The first Jewish late-night talk show on German TV
Maria John Sánchez
July 1, 2021
In the show, Jews talk about their identity and life in Germany. Current debates are also discussed.
In the very first episode of his show Freitagnacht Jews (Friday Night Jews), host Daniel Donskoy states: "If you ask people what are the three words that come to mind when they think of Jews, the answer you get is: Holocaust, anti-Semitism, Israel. What falls by the wayside: the multifaceted lives of young Jewish people in contemporary Germany. Public broadcaster WDR wants to bridge this gap with its late-night show Freitagnacht Jews — by offering Jews a stage on which to talk about their identity.
The Day: The cost of being visibly Jewish in Germany
"Once a Jew, always a Jew"?
For each episode, host Donskoy invites guests to his studio on Friday evening, the start of the day of rest, Shabbat, to talk. The guests eat, drink and play games together. For the evening, Donskoy dishes up home-cooked Jewish meals. "Part of Jewish culture is to sit together on Friday night and have heated discussions. Food makes you feel good, and you lose a filter," he says.
That's one of the show's great strengths: The fact that the discussion itself is at the center results in conversations in which no one has to point fingers in a moralizing manner. None of the guests claims interpretive authority — and, they don't want to. In the first episode, Donskoy talked with actress Susan Sideropoulos and author Mirna Funk about precisely this impossibility of speaking for an entire minority.
"Once a Jew, always a Jew" was the thesis they discussed — the stamp that is put on Jewish people in public once they speak about their identity — an experience that both Daniel Donskoy and his two guests have already had. Each of the eight half-hour episodes deals with various aspects of Jewish life in Germany, such as the compatibility of feminism and queerness with Judaism, or Jewish clichés in film.
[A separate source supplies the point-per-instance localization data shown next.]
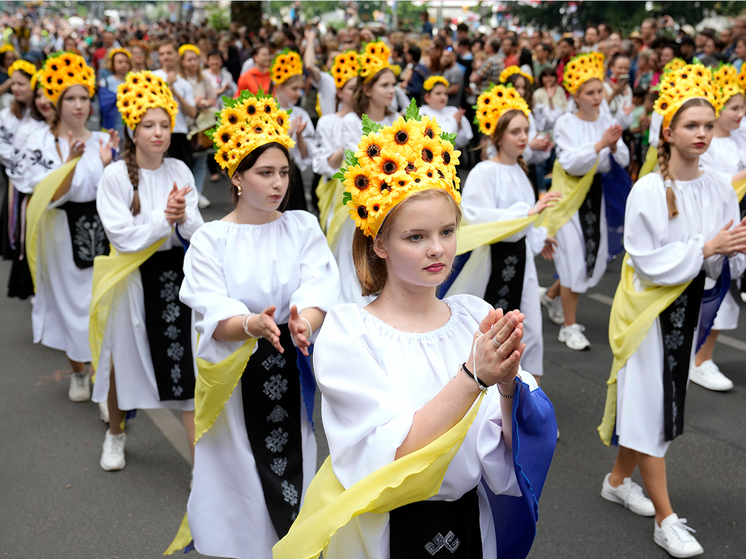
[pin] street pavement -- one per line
(55, 501)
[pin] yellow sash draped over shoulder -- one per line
(632, 315)
(328, 506)
(40, 200)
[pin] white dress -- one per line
(126, 339)
(373, 378)
(63, 291)
(352, 132)
(231, 269)
(575, 140)
(727, 156)
(497, 192)
(447, 121)
(666, 251)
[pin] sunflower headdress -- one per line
(142, 91)
(432, 80)
(23, 66)
(582, 68)
(494, 102)
(394, 162)
(63, 70)
(512, 70)
(346, 66)
(246, 123)
(678, 86)
(285, 65)
(374, 58)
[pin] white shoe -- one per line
(112, 455)
(203, 202)
(103, 410)
(554, 307)
(80, 387)
(629, 495)
(573, 337)
(674, 536)
(708, 375)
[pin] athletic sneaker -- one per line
(554, 307)
(112, 456)
(674, 536)
(629, 495)
(80, 387)
(573, 337)
(708, 376)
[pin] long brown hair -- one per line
(664, 155)
(370, 268)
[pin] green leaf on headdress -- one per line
(369, 126)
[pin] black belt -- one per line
(168, 322)
(678, 323)
(270, 390)
(429, 529)
(505, 287)
(86, 232)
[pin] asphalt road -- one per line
(55, 501)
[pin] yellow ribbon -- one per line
(328, 506)
(42, 197)
(632, 315)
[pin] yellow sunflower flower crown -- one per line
(582, 68)
(23, 66)
(285, 65)
(142, 91)
(512, 70)
(346, 66)
(678, 86)
(432, 80)
(394, 162)
(246, 123)
(63, 70)
(494, 102)
(374, 58)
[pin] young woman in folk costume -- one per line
(587, 140)
(451, 119)
(287, 80)
(63, 230)
(374, 92)
(141, 336)
(260, 282)
(726, 154)
(17, 123)
(680, 224)
(328, 155)
(498, 190)
(399, 379)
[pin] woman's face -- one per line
(263, 187)
(153, 134)
(421, 244)
(437, 98)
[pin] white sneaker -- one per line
(573, 337)
(103, 410)
(80, 387)
(674, 536)
(203, 202)
(554, 307)
(708, 375)
(629, 495)
(112, 456)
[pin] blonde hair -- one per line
(370, 268)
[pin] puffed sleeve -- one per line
(646, 223)
(365, 418)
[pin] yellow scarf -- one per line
(40, 200)
(632, 315)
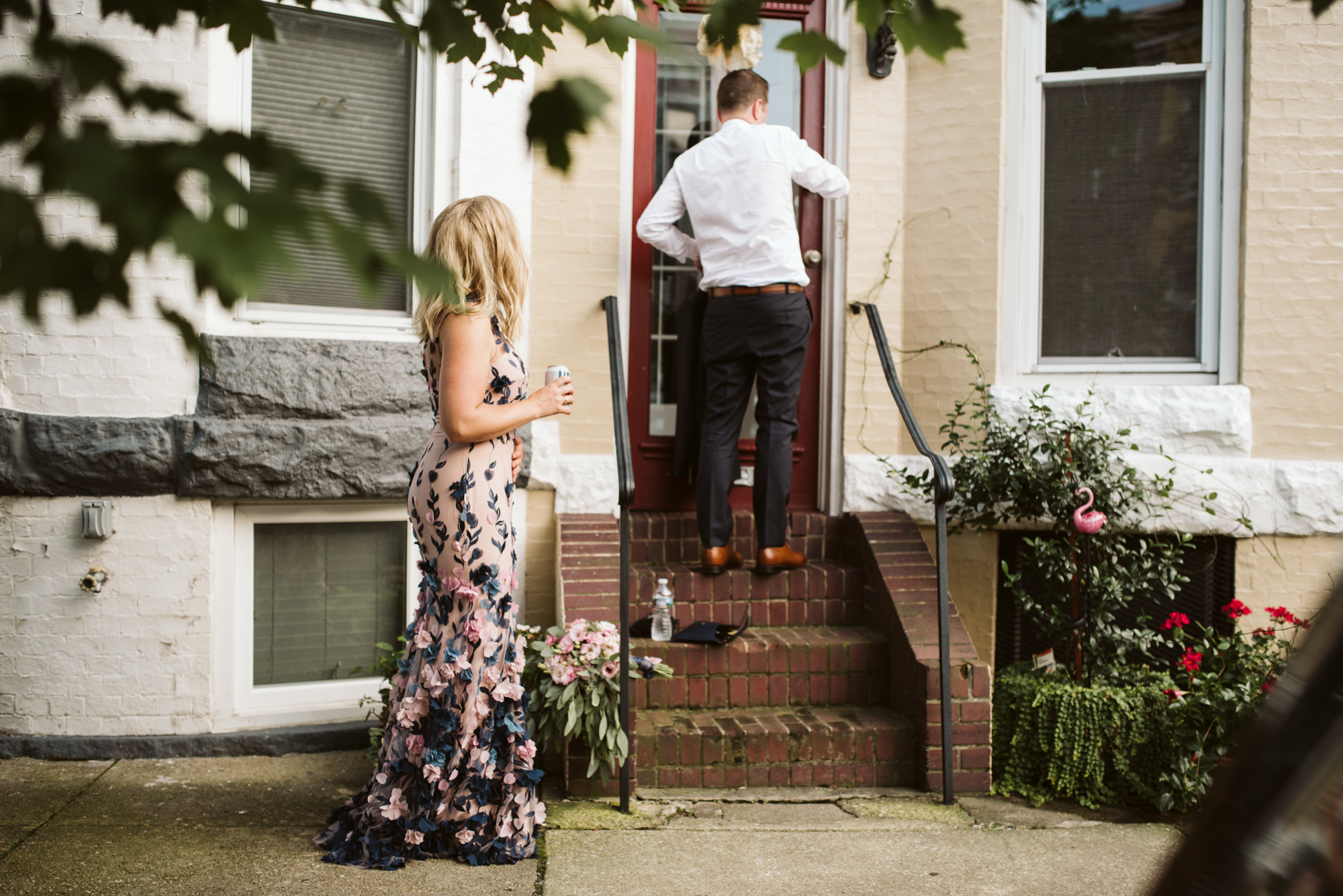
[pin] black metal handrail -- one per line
(625, 468)
(943, 487)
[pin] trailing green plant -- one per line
(1059, 740)
(573, 678)
(1136, 734)
(1024, 472)
(385, 667)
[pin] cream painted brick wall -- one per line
(575, 254)
(541, 558)
(876, 216)
(132, 660)
(115, 362)
(1281, 570)
(954, 207)
(1293, 315)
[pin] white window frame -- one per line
(367, 322)
(1219, 213)
(242, 703)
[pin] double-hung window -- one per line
(349, 93)
(1122, 255)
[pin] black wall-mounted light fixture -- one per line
(882, 50)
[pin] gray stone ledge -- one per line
(267, 742)
(312, 379)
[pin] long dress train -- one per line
(455, 775)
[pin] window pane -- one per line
(323, 596)
(1121, 208)
(1118, 34)
(339, 91)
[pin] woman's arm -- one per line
(465, 380)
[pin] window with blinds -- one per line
(324, 595)
(340, 91)
(1125, 223)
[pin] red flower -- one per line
(1192, 660)
(1176, 620)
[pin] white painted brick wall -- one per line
(131, 660)
(115, 362)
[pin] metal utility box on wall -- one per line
(96, 519)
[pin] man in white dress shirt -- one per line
(738, 189)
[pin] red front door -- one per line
(675, 107)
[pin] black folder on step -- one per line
(696, 632)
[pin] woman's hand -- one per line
(555, 397)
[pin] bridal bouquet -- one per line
(573, 677)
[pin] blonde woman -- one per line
(455, 776)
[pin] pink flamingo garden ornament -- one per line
(1089, 522)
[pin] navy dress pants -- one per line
(750, 340)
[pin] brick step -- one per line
(769, 667)
(820, 593)
(674, 537)
(802, 748)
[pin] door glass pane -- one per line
(1118, 34)
(687, 114)
(1121, 208)
(339, 91)
(323, 596)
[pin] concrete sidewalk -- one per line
(244, 826)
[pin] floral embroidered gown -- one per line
(455, 775)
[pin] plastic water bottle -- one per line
(663, 612)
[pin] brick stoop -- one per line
(902, 603)
(836, 682)
(802, 748)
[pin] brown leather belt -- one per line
(719, 291)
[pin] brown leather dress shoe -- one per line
(721, 558)
(776, 560)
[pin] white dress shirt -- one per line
(737, 185)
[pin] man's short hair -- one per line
(742, 87)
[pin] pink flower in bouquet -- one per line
(1192, 660)
(396, 808)
(1176, 621)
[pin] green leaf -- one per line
(811, 47)
(573, 718)
(569, 106)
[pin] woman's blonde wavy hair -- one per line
(477, 239)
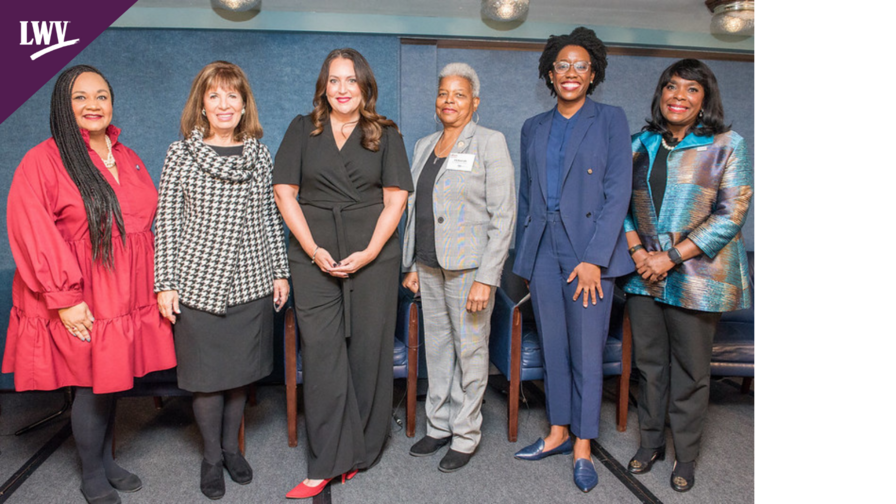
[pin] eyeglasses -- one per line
(564, 66)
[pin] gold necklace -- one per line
(437, 149)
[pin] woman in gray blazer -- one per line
(459, 226)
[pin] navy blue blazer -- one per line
(594, 194)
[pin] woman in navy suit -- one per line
(575, 186)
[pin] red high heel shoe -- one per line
(303, 491)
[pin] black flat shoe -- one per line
(211, 481)
(454, 460)
(240, 471)
(128, 484)
(643, 461)
(683, 476)
(107, 498)
(535, 451)
(428, 446)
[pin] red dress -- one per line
(50, 243)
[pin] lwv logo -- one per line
(41, 33)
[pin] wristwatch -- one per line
(675, 256)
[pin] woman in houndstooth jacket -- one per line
(220, 255)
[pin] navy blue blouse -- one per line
(561, 130)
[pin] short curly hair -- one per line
(582, 37)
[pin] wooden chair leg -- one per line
(292, 403)
(413, 345)
(242, 435)
(625, 378)
(513, 393)
(253, 397)
(513, 408)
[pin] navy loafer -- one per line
(584, 475)
(535, 451)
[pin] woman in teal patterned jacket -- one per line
(692, 187)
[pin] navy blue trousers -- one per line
(572, 336)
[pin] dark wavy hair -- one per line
(582, 37)
(371, 123)
(713, 120)
(100, 202)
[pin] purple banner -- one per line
(38, 38)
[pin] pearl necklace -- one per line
(436, 150)
(110, 159)
(667, 146)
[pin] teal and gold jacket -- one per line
(708, 193)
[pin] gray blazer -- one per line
(477, 208)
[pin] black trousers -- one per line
(672, 351)
(347, 377)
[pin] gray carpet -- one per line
(163, 447)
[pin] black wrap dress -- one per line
(347, 326)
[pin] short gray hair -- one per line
(461, 70)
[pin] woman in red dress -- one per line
(84, 313)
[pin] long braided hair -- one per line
(100, 202)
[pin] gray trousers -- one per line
(456, 356)
(673, 350)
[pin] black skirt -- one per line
(221, 352)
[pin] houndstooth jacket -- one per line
(219, 238)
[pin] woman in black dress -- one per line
(220, 262)
(349, 166)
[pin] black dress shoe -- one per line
(107, 498)
(428, 446)
(643, 461)
(128, 483)
(211, 481)
(454, 460)
(683, 476)
(240, 471)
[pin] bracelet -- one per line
(675, 256)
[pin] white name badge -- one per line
(460, 162)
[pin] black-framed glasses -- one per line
(579, 66)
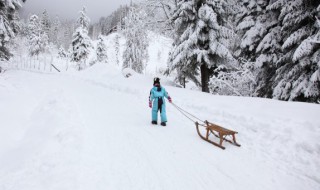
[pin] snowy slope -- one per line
(158, 51)
(91, 130)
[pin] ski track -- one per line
(89, 134)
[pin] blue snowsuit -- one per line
(157, 95)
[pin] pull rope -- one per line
(187, 114)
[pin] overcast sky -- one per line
(70, 8)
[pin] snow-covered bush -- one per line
(101, 50)
(237, 81)
(37, 38)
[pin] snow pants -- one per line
(159, 105)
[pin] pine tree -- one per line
(298, 69)
(62, 53)
(56, 26)
(101, 50)
(201, 39)
(8, 25)
(117, 48)
(136, 53)
(83, 21)
(37, 38)
(45, 22)
(81, 42)
(260, 42)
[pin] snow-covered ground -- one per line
(91, 130)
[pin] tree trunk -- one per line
(205, 77)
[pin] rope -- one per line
(185, 113)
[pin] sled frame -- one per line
(219, 132)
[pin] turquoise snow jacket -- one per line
(157, 95)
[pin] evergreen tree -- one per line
(201, 39)
(83, 21)
(8, 25)
(56, 26)
(45, 22)
(37, 38)
(62, 53)
(81, 42)
(101, 50)
(136, 52)
(117, 48)
(297, 76)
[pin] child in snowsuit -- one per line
(157, 95)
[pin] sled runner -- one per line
(219, 132)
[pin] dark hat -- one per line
(156, 81)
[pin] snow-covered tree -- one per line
(297, 76)
(117, 48)
(81, 43)
(45, 22)
(159, 14)
(37, 38)
(201, 41)
(62, 53)
(260, 42)
(8, 25)
(101, 50)
(83, 21)
(238, 81)
(54, 33)
(136, 54)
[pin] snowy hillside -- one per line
(158, 51)
(91, 130)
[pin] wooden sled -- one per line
(218, 132)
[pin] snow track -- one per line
(92, 131)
"Where anti-Semitism reigns, democracy perishes"
But of course Donskoy also talks with his guests about topics that are harder to digest, including anti-Semitism. It's worth noting that the only non-Jewish guest he invited to talk about anti-Semitism was the German-Israeli Muslim psychologist and author Ahmad Mansour, who advocates peaceful coexistence between Muslims and Jews. They talked about growing up as an Arab in Israel, extremism, and why people in Germany prefer to talk about the anti-Semitism of Muslim communities rather than that at the center of society.
Song as a response to hatred
"Anti-Semitism is a sport in Germany," Donskoy rapped in the song entitled Jew that he released in May. He wrote it in response to the hatred he faced, also from conspiracy theorist Attila Hildmann, because of the show — even if most reviews were very good. Donskoy is donating the proceeds of the song to an organization that helps people report the hatred they are confronted with. "I stand for #Nohate and respond with art instead of hatred," Donskoy writes in the description of his YouTube video.
Daniel Donskoy is not only a musician, but also an actor and cosmopolitan. Born in Russia, he grew up in Germany, studied in London and New York, and lived in Tel Aviv. He is known in Germany for his roles in TV crime series including Soko and Tatort, and also played Princess Diana's lover in the hit series The Crown. Hate and agitation are nothing new to him. Even as a schoolboy, he experienced discrimination.
A new perspective
To be sure, his new show is not an all-purpose weapon against anti-Semitism. "But it is an attempt to gain a new perspective on each other," Donskoy said. "No, we're not all the same, so let's celebrate our differences!" The first show of its kind, Freitagnacht Jews, was launched in April by public broadcaster WDR as part of its focus on the festival year celebrating 1,700 years of Jewish life in Germany. Producer David Hadda says it's important to "show the current realities of life for Jews in Germany in an entertainment format that celebrates diversity and variety within the Jewish community." The show is based on the idea that people do not have a one-dimensional identity. It has been well received by viewers. So well, in fact, that after its online launch in the WDR/ARD media library and on YouTube, the show is now also on television — Fridays at 11:30 p.m. on WDR.